Recensioni ed Eventi/ Cinema
A cura di Vittorio De Agro’
“Time out of mind –Gli Invisibili” è un film del 2014 scritto e diretto da Oren Moverman con Richard Gere.
Basta poco per cadere e ritrovarsi con il “sedere a terra”. La crisi economica sta distruggendo la classe media e creando nuovi poveri. La soglia di povertà si è allargata al tal punto che i Centri Caritas sono “frequentati” da persone insospettabili. Oggi giorno passeggiando per le nostre città vediamo decine di barboni che dormono alla peggio su cartoni in un angolo delle strade. Di notte le stazioni diventano “alberghi” per ripararsi dal freddo.
Ai nostri occhi queste persone sono degli invisibili, non hanno un passato, un presente né un futuro. Vivono ai margini della nostra società eppure un tempo ne facevamo parte.
Una tragedia cittadina che si rinnova ogni giorno quando leggiamo sui giornali di barboni morti per il freddo, l’inedia o tristemente vittime di violenze subite da pseudo gruppi politici, ma in vero, criminali a sangue freddo.
La crisi è partita in America e i”danni collaterali” sono stati più forti e devastanti.
Il numero di disoccupati è aumentato in maniera vertiginosa. La bolla immobiliare ha portato migliaia di persone a perdere la propria casa in breve tempo non potendo permettersi di pagare il mutuo. Molte famiglie si sono rotte e molti uomini incapaci di reinventarsi un lavoro sono scivolati nella solitudine oltre che nella povertà.
Ma chi sono veramente i barboni? Come passano le loro giornate? Dove vivono, cosa mangiano?
A tutte queste domande cerca di dare una risposta, il regista Movermann con il suo terzo film portandoci a New York presentandoci la dura e cinica realtà della città che non dorme mai.

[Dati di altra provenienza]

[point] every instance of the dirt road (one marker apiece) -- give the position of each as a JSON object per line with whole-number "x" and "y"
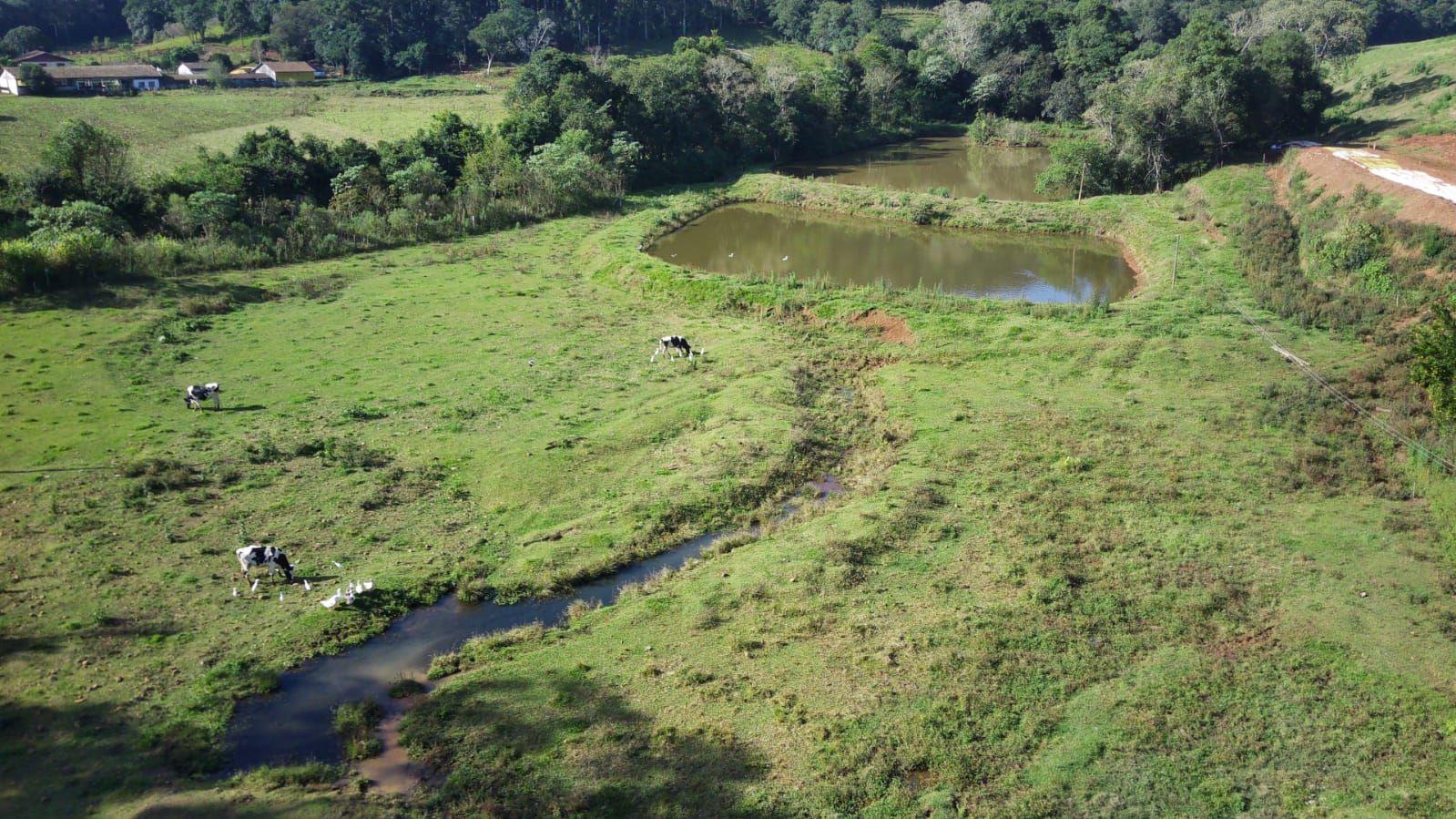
{"x": 1426, "y": 192}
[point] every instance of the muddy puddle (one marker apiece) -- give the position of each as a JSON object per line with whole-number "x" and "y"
{"x": 294, "y": 723}
{"x": 775, "y": 241}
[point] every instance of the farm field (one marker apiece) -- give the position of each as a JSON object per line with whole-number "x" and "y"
{"x": 1078, "y": 566}
{"x": 1398, "y": 90}
{"x": 168, "y": 127}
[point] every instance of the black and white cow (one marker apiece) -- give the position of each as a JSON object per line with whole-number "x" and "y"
{"x": 196, "y": 395}
{"x": 673, "y": 344}
{"x": 260, "y": 556}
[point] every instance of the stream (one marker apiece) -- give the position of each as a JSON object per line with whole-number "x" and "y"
{"x": 294, "y": 723}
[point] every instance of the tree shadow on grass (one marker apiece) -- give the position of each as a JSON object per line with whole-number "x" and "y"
{"x": 563, "y": 743}
{"x": 58, "y": 761}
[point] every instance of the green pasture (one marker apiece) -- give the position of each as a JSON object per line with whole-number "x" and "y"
{"x": 1084, "y": 564}
{"x": 1397, "y": 90}
{"x": 167, "y": 128}
{"x": 475, "y": 413}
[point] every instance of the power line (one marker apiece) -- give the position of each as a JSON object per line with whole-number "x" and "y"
{"x": 1314, "y": 374}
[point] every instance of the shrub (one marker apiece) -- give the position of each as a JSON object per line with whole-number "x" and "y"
{"x": 206, "y": 306}
{"x": 159, "y": 476}
{"x": 304, "y": 774}
{"x": 405, "y": 687}
{"x": 1433, "y": 360}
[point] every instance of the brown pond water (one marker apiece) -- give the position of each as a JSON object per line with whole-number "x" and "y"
{"x": 948, "y": 162}
{"x": 753, "y": 240}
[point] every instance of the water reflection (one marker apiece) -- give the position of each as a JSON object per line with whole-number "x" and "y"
{"x": 947, "y": 162}
{"x": 753, "y": 240}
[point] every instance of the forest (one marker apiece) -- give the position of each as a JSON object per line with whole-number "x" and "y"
{"x": 1161, "y": 104}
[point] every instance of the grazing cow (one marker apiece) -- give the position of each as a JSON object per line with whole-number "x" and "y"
{"x": 196, "y": 395}
{"x": 675, "y": 344}
{"x": 260, "y": 556}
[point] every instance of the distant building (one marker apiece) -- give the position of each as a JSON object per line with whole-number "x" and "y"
{"x": 290, "y": 72}
{"x": 43, "y": 58}
{"x": 87, "y": 79}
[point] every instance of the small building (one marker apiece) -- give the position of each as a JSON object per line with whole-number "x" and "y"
{"x": 290, "y": 72}
{"x": 191, "y": 73}
{"x": 10, "y": 80}
{"x": 43, "y": 58}
{"x": 89, "y": 79}
{"x": 243, "y": 76}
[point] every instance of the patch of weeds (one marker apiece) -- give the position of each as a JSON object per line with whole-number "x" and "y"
{"x": 355, "y": 724}
{"x": 206, "y": 306}
{"x": 290, "y": 775}
{"x": 342, "y": 452}
{"x": 443, "y": 665}
{"x": 156, "y": 476}
{"x": 405, "y": 687}
{"x": 364, "y": 413}
{"x": 264, "y": 451}
{"x": 188, "y": 748}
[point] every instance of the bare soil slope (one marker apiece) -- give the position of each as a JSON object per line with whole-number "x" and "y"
{"x": 1339, "y": 177}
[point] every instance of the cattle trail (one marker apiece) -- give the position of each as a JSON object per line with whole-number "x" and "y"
{"x": 1392, "y": 170}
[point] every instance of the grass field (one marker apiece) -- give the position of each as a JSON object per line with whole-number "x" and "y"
{"x": 168, "y": 127}
{"x": 1089, "y": 582}
{"x": 428, "y": 415}
{"x": 1078, "y": 568}
{"x": 1082, "y": 566}
{"x": 1395, "y": 90}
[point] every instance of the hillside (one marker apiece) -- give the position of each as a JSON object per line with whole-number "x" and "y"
{"x": 1398, "y": 90}
{"x": 168, "y": 127}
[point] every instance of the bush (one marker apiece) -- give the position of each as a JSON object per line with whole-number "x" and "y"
{"x": 159, "y": 476}
{"x": 306, "y": 774}
{"x": 1433, "y": 360}
{"x": 57, "y": 260}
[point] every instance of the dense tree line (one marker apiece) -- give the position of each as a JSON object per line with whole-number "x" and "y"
{"x": 392, "y": 36}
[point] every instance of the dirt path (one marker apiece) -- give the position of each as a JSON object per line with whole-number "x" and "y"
{"x": 1423, "y": 191}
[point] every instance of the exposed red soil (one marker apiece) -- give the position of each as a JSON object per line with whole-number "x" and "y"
{"x": 1339, "y": 177}
{"x": 890, "y": 328}
{"x": 1436, "y": 152}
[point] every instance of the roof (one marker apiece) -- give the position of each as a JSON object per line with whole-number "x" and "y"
{"x": 104, "y": 72}
{"x": 289, "y": 67}
{"x": 41, "y": 57}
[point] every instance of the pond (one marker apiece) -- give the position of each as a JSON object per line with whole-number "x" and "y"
{"x": 947, "y": 162}
{"x": 760, "y": 240}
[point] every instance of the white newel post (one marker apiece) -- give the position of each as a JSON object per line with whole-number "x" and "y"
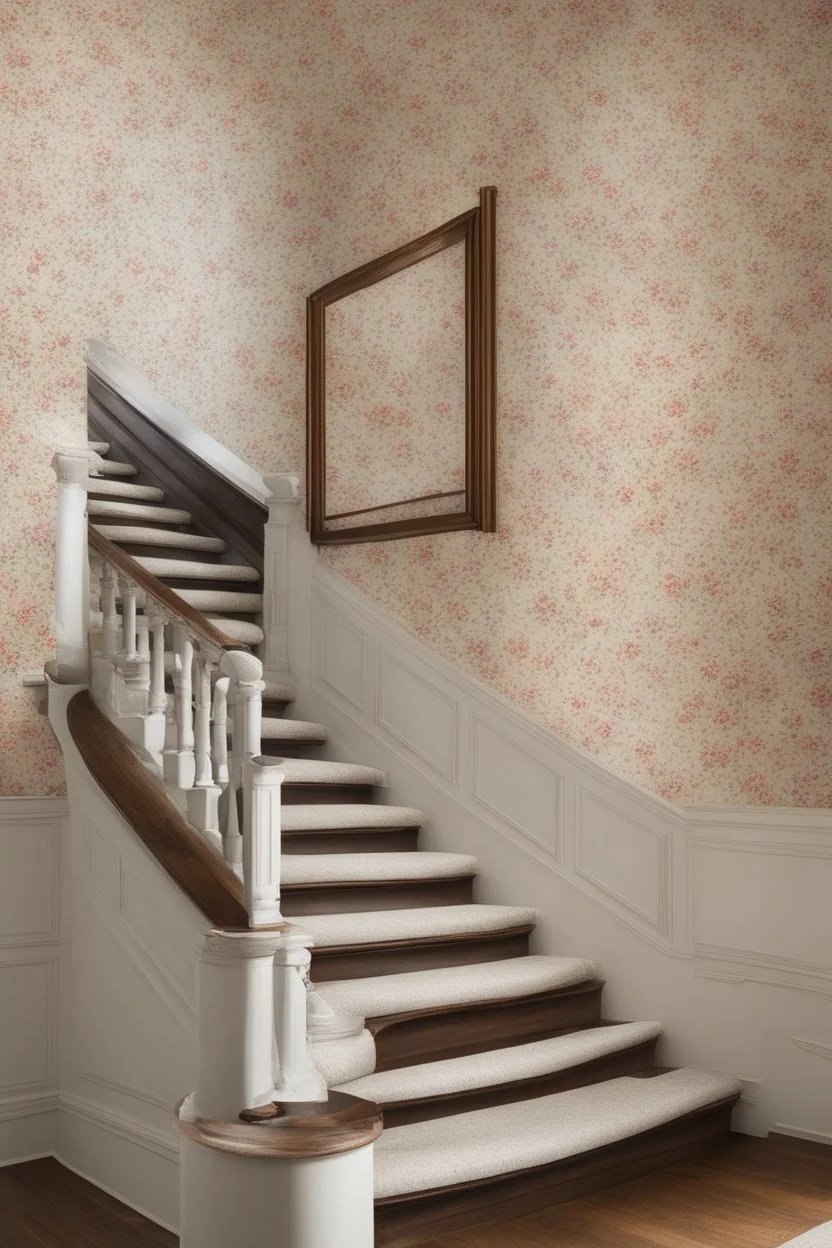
{"x": 203, "y": 798}
{"x": 71, "y": 608}
{"x": 283, "y": 514}
{"x": 245, "y": 697}
{"x": 178, "y": 763}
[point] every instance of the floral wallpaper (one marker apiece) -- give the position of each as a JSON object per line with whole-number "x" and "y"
{"x": 177, "y": 177}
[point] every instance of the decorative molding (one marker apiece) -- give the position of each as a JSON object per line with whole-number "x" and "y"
{"x": 130, "y": 1090}
{"x": 813, "y": 1046}
{"x": 517, "y": 776}
{"x": 443, "y": 736}
{"x": 161, "y": 1142}
{"x": 334, "y": 675}
{"x": 660, "y": 916}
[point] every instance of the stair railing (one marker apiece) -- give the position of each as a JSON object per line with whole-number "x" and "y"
{"x": 252, "y": 981}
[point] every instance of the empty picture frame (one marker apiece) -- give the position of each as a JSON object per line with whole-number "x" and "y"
{"x": 401, "y": 390}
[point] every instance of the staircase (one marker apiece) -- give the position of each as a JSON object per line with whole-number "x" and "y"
{"x": 504, "y": 1087}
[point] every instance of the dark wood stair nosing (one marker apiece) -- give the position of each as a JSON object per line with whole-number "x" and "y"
{"x": 406, "y": 1221}
{"x": 634, "y": 1060}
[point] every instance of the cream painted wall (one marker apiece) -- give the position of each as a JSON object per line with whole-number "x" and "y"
{"x": 659, "y": 593}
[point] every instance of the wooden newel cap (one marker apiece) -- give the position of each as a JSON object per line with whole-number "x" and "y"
{"x": 339, "y": 1125}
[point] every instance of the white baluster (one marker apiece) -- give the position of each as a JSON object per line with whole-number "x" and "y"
{"x": 245, "y": 695}
{"x": 296, "y": 1076}
{"x": 71, "y": 608}
{"x": 220, "y": 730}
{"x": 262, "y": 780}
{"x": 178, "y": 765}
{"x": 203, "y": 798}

E’ un viaggio fatto attraverso lo sguardo e le azioni Richard Gere per l’occasione divenuto barbone. Lo so è difficile immaginare l’ex sexy simbol degli anni 80 con queste sembianze. Eppure la telecamera segue Gere nel suo girovagare per la città, bevendo birra, cercando disperatamente un luogo dove dormire e qualcosa da mangiare.
Un film minimalista e povero nelle parole, dove le immagini sono la vera forza del film.
Sappiamo poco di questo barbone, lo spettatore scruta la sua vita, osserva la sua sofferenza e riflette sulla sua misera condizione. Con lui conosciamo la realtà sconosciuta dei centri di accoglienza che in vero sembrano caserme dove vigono regole di comportamento rigide e severe. George questo è il nome del barbone, un tempo aveva un lavoro, una casa, famiglia, ma ha perso tutto. È lo stesso George a parlarne in maniera vaga e confusa a un amico barbone durante le loro giornate passate a chiedere l’elemosina per strada.
George ha una figlia che lavora in un bar. Non hanno nessun rapporto eppure vigila su di lei da lontano.
George non accetta la sua condizione di barbone, la sua mente è ancorata alla vita che fu. Vorrebbe lavorare e possedere una casa, ma per fare ciò deve avere per la burocrazia americana almeno un codice fiscale. Come può un barbone avere un codice fiscale se non ha neanche un certificato di nascita?
I contro sensi di una società da una parte indifferente a chi ci sta intorno e dall’altra parte impongono regole illogiche.
Più che un film sembra un docufilm con l’intensa e forte interpretazione di Richard Gere.
L’attore americano si cala con tutto se stesso nel personaggio, dandoli anima e profondità, ma non riuscendo però fino in fondo a convincere.
Il barbone Gere in confronto al clochard che frequenta la stazione Termini sembra un lord.
L’eleganza e il carisma di Gere in qualche modo nuoce al film, rendendolo meno vero e coinvolgente.
Il film concentrato sul rapporto tra il protagonista e New York funziona solo a momenti.
La sceneggiatura è nel complesso monocorde. Non regala particolari guizzi creativi o sussulti emotivi diventando cosi un mero susseguirsi di accadimenti senza scaldare il cuore dello spettatore. I pochi dialoghi sono resi vivi e partecipati dalla bravura degli interpreti.
La regia è rimasta a metà del guado tra documentario e cinema, non riuscendo a prendere d entrambi i generi, il meglio. E’ un opera coraggiosa, ma priva del quid narrativo.
Un finale che genera nello spettatore la speranza che chi anche ha perso tutto, possa esistere la possibilità di ricominciare e che l’amore di una figlia nonostante tutto vince sull’indifferenza.